What a couple of us have been doing over the last few weeks is using a particular application to drive development of the ORCM communication layer. This layer is important as it will provide the cluster manager and its daemons with a method for communicating in the face of failures, so we felt it critical that we nail the subsystem down. Most recently, I have added thread safety to that layer, and provided the ability to send and recv messages in parallel.
I encourage you to look at the wiki's "to-do" list (https://svn.open-mpi.org/trac/orcm/wiki/ActionItems) to see where we plan to go next. There are three areas that are actively under development:
1. making the underlying "reliable multicast" subsystem actually reliable. ORCM relies on ORTE's rmcast framework to provide this service - I will be working on that this week
2. detect and respond to node failures. At the moment, ORCM only reliably responds to process failures - code to respond to failure of an entire node has been written into the orcm application, but has not been well tested or debugged.
3. making the ORTE layer thread safe so we can enable the OPAL progress thread. This will allow async progress to occur and greatly improve ORCM's messaging capability.
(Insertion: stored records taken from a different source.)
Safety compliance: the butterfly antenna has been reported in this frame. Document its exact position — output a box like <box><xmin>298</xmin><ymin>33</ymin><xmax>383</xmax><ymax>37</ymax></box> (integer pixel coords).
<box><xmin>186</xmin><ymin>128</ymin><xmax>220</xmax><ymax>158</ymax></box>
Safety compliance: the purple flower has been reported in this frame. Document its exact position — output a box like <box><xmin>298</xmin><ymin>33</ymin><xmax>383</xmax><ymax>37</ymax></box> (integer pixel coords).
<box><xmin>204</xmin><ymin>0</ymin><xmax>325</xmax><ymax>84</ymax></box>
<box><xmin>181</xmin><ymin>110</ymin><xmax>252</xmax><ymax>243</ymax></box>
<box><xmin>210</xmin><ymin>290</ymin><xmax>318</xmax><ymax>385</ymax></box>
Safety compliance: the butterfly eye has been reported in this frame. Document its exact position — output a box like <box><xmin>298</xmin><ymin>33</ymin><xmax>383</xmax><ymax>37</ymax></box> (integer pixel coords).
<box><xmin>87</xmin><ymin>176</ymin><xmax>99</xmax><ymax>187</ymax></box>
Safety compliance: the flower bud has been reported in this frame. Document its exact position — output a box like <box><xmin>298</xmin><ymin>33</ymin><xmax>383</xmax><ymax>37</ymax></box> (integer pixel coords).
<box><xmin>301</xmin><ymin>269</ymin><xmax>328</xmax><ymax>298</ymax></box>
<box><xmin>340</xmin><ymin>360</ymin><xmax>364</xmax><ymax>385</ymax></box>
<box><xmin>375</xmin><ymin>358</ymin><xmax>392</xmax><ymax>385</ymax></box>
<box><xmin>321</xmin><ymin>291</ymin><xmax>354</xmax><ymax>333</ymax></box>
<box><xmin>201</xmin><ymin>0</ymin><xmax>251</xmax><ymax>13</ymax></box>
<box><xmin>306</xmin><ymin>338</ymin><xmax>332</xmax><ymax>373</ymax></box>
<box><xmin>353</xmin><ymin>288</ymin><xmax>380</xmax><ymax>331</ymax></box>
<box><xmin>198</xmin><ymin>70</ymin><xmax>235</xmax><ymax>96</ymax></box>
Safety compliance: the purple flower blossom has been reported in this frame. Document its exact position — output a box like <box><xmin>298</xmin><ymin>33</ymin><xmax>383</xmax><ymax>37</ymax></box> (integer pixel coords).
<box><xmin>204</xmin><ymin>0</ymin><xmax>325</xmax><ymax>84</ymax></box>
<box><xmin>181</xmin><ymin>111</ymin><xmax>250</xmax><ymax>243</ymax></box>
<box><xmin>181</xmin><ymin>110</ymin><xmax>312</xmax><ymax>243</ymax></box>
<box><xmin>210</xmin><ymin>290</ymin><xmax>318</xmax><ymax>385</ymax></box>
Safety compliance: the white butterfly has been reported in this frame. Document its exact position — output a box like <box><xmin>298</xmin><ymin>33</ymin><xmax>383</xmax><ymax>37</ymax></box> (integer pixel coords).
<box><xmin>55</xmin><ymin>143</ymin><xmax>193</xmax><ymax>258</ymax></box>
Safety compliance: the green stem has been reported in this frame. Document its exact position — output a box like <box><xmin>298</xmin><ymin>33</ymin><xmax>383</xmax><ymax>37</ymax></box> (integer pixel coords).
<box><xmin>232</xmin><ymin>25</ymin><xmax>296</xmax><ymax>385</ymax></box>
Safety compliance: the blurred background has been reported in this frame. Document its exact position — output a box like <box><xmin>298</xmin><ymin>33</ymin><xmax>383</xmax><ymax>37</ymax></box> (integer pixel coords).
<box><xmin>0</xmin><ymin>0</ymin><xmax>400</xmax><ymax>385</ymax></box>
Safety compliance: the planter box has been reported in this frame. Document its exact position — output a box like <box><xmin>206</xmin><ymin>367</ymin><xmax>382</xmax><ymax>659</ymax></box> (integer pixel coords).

However, it is a significant challenge as well.
Some additional work is being done off to the side to allow the developers to publish, use it in a thesis, etc. In addition, there is strong overlap with the work being done in the OMPI community on ORTE, so some of the discussion can take place on that developer's mailing list as it impacts ORTE specifically. I will try to keep this list informed of those discussions so you don't have to subscribe to two places!
Obviously, the action item list on the wiki is far from complete. Anyone interested in contributing or having comments/suggestions on the above areas, anything on the wiki, or any other area is more than welcome to do so. Either send to the list, or feel free to send directly to me.
I believe we are still on-track for a formal "1.0" release sometime late this quarter, or next quarter at the latest. Not everything will be completed at that time, but we would like to see at least the major elements (node recovery, reliable messaging, thread safety) in place at that time. I'm hoping this community will assist in making the decision of when to release.
I apologize for not having gotten the wiki built up with design info, presentations, etc. I am committed to getting that info put together on the wiki as quickly as possible. As I do, I will send a notice out to this list.